I usually use Clare Island organic salmon. It is very good and they say it is the most exposed salmon farm on the planet. Of course, if you can get wild salmon that is the best, but it is not easy to get, and it is expensive. Well-produced organic salmon is perfect. It is farmed in cold waters and it has a firmer flesh. Salmon tastes slightly underdone than overcooked, and, if using in this recipe, it should be served warm and not hot.

Always check that your avocado is ripe as it is inedible if not. You can use common rocket or wild rocket. Kevin is doing a great job on all our plants in Blacklion. At the moment we have 25 different salad leaves growing. This dressing also goes well with pasta, cous cous, or as a bread dip.

Hake is very good value. We export alot of ours to Spain, and, indeed, this meal has a nice summery Spanish feel to it. Hake has a nice soft flesh. Make sure you get it pin boned.

This has to be one of the healthiest ways to cook fish, but it is vital not to overcook it. When the parcels are opened the hake should give slightly, but not too much, when gently pressed. If it is wobbly or jellylike, then it is undercooked.

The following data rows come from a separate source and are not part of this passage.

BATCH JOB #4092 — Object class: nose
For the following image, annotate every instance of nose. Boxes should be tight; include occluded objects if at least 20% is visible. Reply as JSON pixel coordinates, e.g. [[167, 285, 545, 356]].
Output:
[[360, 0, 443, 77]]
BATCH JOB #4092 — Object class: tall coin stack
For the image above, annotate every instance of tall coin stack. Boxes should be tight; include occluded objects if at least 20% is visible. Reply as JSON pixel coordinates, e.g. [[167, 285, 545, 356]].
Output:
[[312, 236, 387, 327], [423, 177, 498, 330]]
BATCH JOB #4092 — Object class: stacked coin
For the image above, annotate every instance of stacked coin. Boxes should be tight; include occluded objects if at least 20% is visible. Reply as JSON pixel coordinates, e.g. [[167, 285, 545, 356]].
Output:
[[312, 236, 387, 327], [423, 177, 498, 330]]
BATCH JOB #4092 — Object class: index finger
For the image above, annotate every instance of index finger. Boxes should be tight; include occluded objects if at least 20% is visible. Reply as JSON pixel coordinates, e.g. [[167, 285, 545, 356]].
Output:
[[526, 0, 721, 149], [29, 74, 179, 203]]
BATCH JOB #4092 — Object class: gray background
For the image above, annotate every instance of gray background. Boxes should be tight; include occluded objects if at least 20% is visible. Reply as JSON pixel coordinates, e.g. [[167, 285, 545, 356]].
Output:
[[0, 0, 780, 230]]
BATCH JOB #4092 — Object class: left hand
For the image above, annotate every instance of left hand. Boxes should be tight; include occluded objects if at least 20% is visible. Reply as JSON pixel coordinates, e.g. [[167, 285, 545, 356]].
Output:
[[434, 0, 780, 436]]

Gubeen are making a very good smoked sausage – nice and spicy. There is now a wide range of clams available, but my favourite have to be palourde. Amande and telini are also good options though, or you could use mussels

Happy cooking!

THIS WEEK’S RECIPES

BAKED HAKE WITH CLAMS, FENNEL & CHERRY TOMATOES

Serves 4

2 tbsp extra-virgin olive oil

50g (2oz) raw chorizo sausage, diced

2 garlic cloves

225g (8oz) cherry tomatoes

1 tsp caster sugar

1/2 tsp smoked paprika

1 tsp chopped fresh dill

4 x 150g (5oz) skinless hake fillets, pin

bones removed

20 large clams (such as palourde)

4 tbsp fino sherry

4 slices sourdough bread

2 tbsp light olive oil

1 tbsp Dijon mustard

1 tbsp fresh lemon juice

4 tbsp rapeseed oil

100g (5oz) wild rocket

Maldron sea salt and ground black pepper

1 Preheat the oven to 200°C (400°F), Gas mark 6. Place baking tray in the oven.

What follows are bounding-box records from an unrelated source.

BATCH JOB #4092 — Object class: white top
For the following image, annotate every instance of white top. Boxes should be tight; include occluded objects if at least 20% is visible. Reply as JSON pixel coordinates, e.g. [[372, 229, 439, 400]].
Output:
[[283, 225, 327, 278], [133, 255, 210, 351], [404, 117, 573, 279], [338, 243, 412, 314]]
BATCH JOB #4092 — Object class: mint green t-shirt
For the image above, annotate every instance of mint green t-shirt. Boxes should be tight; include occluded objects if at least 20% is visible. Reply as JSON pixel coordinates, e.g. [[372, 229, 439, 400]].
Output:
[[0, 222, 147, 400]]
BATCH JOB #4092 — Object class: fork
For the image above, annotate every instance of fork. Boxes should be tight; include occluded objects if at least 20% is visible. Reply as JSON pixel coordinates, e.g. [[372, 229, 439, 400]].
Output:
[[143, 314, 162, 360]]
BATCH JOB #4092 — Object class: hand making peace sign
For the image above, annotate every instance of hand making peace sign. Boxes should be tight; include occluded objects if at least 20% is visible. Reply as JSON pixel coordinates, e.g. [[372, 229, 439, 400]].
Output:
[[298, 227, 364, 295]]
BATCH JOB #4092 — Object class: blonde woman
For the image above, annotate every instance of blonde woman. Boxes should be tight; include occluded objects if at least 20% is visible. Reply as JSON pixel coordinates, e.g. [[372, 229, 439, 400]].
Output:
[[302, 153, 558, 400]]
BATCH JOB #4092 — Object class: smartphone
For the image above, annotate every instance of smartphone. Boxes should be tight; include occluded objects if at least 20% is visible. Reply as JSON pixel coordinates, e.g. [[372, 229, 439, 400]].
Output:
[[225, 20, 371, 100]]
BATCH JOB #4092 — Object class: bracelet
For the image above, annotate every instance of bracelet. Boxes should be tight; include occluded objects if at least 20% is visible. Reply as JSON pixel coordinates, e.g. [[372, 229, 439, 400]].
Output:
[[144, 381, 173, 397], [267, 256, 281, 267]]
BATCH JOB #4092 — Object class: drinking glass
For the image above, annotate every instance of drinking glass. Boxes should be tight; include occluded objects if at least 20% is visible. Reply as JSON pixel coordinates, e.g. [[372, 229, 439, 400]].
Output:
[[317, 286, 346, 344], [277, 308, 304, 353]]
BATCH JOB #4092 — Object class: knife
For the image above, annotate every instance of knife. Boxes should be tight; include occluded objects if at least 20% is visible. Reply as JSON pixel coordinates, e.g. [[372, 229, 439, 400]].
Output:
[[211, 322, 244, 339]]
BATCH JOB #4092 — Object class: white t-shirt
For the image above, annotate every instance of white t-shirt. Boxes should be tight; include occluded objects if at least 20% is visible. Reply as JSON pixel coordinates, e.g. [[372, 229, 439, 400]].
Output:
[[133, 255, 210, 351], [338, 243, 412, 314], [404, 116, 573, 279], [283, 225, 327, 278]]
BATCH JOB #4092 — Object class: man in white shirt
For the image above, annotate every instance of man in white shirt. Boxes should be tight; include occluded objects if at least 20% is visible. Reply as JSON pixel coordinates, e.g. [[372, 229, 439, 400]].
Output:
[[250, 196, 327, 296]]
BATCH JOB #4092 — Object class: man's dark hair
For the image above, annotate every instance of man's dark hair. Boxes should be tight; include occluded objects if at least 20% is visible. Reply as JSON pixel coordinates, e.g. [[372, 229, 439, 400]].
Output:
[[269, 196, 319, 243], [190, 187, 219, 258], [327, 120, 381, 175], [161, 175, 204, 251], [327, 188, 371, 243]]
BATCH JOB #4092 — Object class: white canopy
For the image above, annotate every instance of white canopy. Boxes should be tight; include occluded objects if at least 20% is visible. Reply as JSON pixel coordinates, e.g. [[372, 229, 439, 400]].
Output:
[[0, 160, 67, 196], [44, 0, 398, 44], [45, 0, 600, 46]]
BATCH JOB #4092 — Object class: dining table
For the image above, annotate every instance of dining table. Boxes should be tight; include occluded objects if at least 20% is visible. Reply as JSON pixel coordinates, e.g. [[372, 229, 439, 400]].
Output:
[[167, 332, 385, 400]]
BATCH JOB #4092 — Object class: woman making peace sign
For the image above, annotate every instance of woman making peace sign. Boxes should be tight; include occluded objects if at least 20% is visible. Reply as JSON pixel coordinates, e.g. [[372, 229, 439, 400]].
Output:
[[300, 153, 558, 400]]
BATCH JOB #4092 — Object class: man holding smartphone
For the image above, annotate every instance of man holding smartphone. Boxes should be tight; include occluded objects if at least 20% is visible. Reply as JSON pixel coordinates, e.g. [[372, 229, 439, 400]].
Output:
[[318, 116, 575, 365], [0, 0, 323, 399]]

2 Heat 1tbsp of the extra-virgin olive oil in a heavy-based pan. Add the chorizo and sauté for 2-3 minutes until sizzling. Stir in the garlic and cook until softened, then tip in the cherry tomatoes with the sugar and paprika. Sauté for 3-4 minutes until the cherry tomatoes have just begun to split, then remove from the heat. Stir in the dill and season.

3 Cut out four of the largest circles you can from a roll of non-stick parchment paper. Divide the tomato mixture between the four circles, ensuring it is central. Place a piece of hake on top of each one, followed by five clams and a tablespoon of sherry. Season to taste, then bring the two sides of each circle together and then fold over to form a loose parcel.

4 Place on the hot baking tray and cook for 10-12 minutes until the hake is tender and all of the clams have opened, discard any that do not.

5 Meanwhile, heat a griddle pan until very hot. Brush the olive oil over each side of the sourdough bread slices and griddle them for 1-2 minutes on each side or until lightly charred and toasted. Sprinkle with Maldon sea salt.

6 To make the dressing, whisk the mustard with the lemon juice in a large bowl and then slowly add the rapeseed oil until you have a smooth emulsion. Season to taste. Just before serving, toss the rocket to coat.

7 To serve, place a parcel on each plate with some lightly dressed rocket and a piece of grilled sourdough bread.

GRILLED SALMON WITH AVOCADO & TOMATO DRESSING & ROCKET SALAD

Serves 6

6 x 175g (6oz) skinless salmon fillets, pin bones removed

Olive oil, for brushing

Juice of 1/2 lemon

3 ripe avocadoes

25g (1oz) wild rocket

For the dressing:

12 semi sun-dried tomatoes in oil, drained and roughly chopped

200ml (7fl oz) olive oil

1 tsp fresh lemon juice

Pinch of chilli powder

3 fresh basil leaves

Salt and freshly ground black pepper

1 To make the dressing, place the sundried tomatoes in a food processor with the olive oil, lemon juice, chilli powder and basil leaves. Blend together for about 1 minute or until you have achieved a fairly smooth texture. Season to taste and transfer to a jug.

2 Cut each salmon fillet into three pieces. Heat a griddle pan until smoking hot. Season the salmon pieces and brush each one with a little olive oil, then place in the griddle pan. Reduce the heat and cook for 3-4 minutes on each side until just cooked through and golden brown. Remove from the heat and sprinkle over lemon juice.

3 To serve, cut each avocado in half and remove the stone and skin. Drizzle a little of the dressing into the centre of each plate and place a fanned out avocado half in the centre. Arrange three pieces of the salmon around the edge of each plate. Scatter around the rocket and drizzle over a little more of the dressing.